Après La Danse, le ballet de l’Opéra de Paris, de Frederick Wiseman, après Relève : histoire d’une création de Thierry Demaizière et Alban Teurlai, l’institution Opéra de Paris se voit avoir en moins de dix ans une troisième fois l’honneur de faire l’objet d’un film documentaire. Il est vrai que les deux premiers ne concernaient que le corps de ballet. Jean-Stéphane Bron, lui, ne se donne pas cette restriction. Son film porte sur l’Opéra de Paris dans son ensemble, c’est-à-dire tout aussi bien la musique et l’art lyrique que la danse. Bien sûr une telle institution, véritable porte drapeau de la culture française (et ce n’est pas un hasard si le premier plan du film de Bron se situe sur le toit du Palais Garnier, au moment où justement deux hommes hissent le drapeau français), mérite tout à fait cette attention. Avec ses deux théâtres, Garnier et Bastille, il reste encore sans doute bien des recoins à explorer. Et puis, sa vie foisonnante connaît bien des rebondissements, en dehors même des créations artistiques. Vus successivement, ces trois films nous offrent un regard des plus pertinents sur ses évolutions, ses difficultés, ses changements – de direction, en particulier en ce qui concerne la danse.
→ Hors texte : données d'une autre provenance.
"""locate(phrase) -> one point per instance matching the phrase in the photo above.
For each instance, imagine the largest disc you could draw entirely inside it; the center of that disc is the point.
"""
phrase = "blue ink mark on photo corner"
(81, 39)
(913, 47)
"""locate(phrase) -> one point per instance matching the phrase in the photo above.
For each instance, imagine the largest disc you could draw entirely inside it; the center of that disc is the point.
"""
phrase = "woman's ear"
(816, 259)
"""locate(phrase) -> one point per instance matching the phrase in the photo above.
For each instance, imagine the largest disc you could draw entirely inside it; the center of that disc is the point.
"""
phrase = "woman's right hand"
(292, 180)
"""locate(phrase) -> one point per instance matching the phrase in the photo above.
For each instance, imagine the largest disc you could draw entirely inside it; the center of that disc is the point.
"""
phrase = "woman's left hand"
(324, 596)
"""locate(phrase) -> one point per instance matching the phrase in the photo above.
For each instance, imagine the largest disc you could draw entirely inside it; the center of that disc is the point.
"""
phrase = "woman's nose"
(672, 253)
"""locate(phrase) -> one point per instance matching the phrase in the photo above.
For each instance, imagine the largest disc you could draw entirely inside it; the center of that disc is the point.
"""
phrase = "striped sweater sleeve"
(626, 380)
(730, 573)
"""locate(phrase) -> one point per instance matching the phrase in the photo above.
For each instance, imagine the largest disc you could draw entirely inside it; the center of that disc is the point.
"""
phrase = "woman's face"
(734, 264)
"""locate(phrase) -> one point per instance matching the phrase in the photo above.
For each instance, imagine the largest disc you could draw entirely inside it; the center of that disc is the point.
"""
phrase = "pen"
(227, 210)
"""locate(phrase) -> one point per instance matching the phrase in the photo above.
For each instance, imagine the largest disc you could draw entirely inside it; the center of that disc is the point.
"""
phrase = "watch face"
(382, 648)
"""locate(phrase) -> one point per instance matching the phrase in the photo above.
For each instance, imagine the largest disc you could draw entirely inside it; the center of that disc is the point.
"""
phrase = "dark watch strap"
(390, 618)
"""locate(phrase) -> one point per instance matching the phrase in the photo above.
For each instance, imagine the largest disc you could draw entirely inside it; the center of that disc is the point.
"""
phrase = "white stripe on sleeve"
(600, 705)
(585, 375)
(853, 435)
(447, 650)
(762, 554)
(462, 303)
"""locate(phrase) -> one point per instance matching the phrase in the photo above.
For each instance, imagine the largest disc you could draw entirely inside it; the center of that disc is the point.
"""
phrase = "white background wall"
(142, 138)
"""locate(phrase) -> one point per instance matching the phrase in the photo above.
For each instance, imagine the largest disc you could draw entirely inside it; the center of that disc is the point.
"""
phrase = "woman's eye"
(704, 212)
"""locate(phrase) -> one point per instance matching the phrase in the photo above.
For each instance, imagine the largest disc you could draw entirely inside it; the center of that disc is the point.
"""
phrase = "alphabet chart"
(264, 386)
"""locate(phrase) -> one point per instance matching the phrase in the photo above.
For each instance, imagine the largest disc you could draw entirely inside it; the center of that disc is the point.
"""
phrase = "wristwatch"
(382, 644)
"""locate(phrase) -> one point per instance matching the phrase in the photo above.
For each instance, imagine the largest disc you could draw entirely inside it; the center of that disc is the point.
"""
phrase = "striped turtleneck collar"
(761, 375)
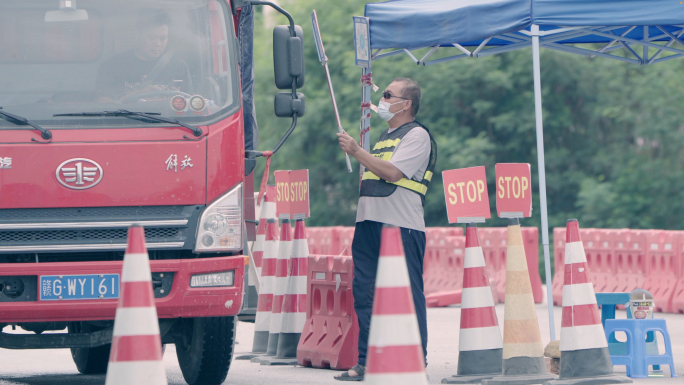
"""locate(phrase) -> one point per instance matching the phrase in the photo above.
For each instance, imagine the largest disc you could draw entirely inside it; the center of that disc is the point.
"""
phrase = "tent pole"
(542, 176)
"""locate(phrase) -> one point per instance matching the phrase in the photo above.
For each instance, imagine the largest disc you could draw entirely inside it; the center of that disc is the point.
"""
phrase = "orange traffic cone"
(523, 354)
(395, 353)
(585, 358)
(136, 355)
(480, 346)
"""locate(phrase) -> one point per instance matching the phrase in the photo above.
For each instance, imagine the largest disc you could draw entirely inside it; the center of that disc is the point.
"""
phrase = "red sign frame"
(508, 203)
(465, 193)
(292, 194)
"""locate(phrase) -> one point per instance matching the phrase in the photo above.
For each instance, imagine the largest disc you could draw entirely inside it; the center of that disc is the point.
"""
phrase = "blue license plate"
(70, 287)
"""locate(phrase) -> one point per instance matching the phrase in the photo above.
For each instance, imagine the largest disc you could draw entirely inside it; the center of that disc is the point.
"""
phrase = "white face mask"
(383, 110)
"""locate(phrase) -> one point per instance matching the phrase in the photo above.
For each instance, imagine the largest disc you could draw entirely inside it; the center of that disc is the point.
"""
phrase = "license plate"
(75, 287)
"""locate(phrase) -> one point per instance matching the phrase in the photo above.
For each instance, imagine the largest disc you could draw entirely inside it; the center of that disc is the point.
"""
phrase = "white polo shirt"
(403, 208)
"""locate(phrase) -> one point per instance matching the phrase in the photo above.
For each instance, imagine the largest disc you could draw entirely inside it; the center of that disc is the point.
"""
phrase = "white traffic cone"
(136, 355)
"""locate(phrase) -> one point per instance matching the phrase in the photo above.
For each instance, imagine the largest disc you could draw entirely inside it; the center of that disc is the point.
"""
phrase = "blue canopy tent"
(475, 28)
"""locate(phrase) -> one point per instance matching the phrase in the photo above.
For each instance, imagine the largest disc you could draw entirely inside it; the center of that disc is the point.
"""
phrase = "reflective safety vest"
(373, 186)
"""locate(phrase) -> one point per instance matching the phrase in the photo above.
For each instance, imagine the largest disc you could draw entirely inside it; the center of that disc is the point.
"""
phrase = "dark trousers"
(365, 253)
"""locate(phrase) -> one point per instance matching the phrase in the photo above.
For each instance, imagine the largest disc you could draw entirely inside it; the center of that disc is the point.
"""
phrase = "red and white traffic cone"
(523, 354)
(585, 358)
(293, 311)
(480, 345)
(395, 353)
(294, 303)
(262, 322)
(136, 355)
(284, 253)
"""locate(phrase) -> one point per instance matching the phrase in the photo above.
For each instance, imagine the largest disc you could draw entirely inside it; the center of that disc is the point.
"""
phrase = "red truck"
(120, 112)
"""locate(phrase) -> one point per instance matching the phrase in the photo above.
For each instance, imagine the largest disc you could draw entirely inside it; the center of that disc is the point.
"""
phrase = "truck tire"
(89, 360)
(205, 349)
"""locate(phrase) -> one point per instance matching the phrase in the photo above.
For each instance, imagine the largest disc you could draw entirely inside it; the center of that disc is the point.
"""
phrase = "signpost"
(362, 41)
(513, 190)
(465, 191)
(292, 194)
(324, 62)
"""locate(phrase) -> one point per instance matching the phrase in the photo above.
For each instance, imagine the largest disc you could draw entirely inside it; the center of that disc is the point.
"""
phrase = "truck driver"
(148, 67)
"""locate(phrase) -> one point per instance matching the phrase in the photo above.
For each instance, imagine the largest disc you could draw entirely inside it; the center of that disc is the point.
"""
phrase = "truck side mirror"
(286, 106)
(288, 57)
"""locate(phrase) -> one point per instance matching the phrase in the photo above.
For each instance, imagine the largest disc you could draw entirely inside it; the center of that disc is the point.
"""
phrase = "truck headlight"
(213, 279)
(220, 227)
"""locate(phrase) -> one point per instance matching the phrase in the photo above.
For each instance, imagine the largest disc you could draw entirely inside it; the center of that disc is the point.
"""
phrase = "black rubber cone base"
(274, 361)
(473, 379)
(598, 380)
(524, 379)
(249, 356)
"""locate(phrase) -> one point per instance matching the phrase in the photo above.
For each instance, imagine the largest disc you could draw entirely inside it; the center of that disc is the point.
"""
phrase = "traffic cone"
(395, 353)
(136, 355)
(523, 354)
(284, 254)
(262, 321)
(585, 358)
(294, 301)
(480, 346)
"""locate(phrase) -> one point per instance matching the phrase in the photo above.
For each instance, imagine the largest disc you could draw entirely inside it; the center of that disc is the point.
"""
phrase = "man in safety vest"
(398, 171)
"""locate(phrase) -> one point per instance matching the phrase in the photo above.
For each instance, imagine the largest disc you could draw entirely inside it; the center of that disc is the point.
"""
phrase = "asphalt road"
(53, 367)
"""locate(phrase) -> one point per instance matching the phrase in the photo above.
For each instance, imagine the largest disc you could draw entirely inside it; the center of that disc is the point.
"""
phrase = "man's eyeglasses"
(387, 95)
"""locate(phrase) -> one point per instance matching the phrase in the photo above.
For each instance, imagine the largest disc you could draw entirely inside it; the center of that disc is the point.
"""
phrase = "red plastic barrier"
(500, 238)
(598, 247)
(531, 241)
(678, 297)
(435, 252)
(663, 260)
(331, 333)
(448, 274)
(631, 260)
(324, 240)
(612, 236)
(558, 264)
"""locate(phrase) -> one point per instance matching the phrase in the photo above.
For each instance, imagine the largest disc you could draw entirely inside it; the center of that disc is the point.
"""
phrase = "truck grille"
(109, 235)
(91, 213)
(101, 229)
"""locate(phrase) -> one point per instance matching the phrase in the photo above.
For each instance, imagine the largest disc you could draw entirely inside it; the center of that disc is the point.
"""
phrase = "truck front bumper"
(181, 301)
Les premières séquences du film de Bron donnent le ton de ce que sera son film. La réception du Président de la République sur les marches du Palais Garnier, et la soirée de gala qui suit, la conférence de presse pour annoncer la nouvelle saison, ce sera surtout la dimension organisationnelle et les relations avec la presse, et le public aussi, qui seront le cœur du film. Bron nous propose bien des séances de répétition, de l’orchestre et des chanteurs surtout ; il nous montre bien quelques extraits des spectacles, mais beaucoup moins que les deux autres films, la plus part du temps filmés depuis les coulisses. Il s’arrête beaucoup plus sur la préparation des spectacles, par exemple à propos du taureau dans Moïse et Aaron. Du coup, le directeur de l’Opéra occupe une place prépondérante dans le film : conférences de presse (à propos de la démission de Benjamin Millepied de son poste de directeur de la danse en particulier), discussion avec son équipe à propos des négociations avec les syndicats pour éviter la grève, ou pour définir une politique des tarifs des places. Il est sur tous les fronts et le cinéaste n’hésite pas à le filmer en gros plan dans les moments de tension, accentuant ainsi le poids de la charge qui pèse sur ses épaules.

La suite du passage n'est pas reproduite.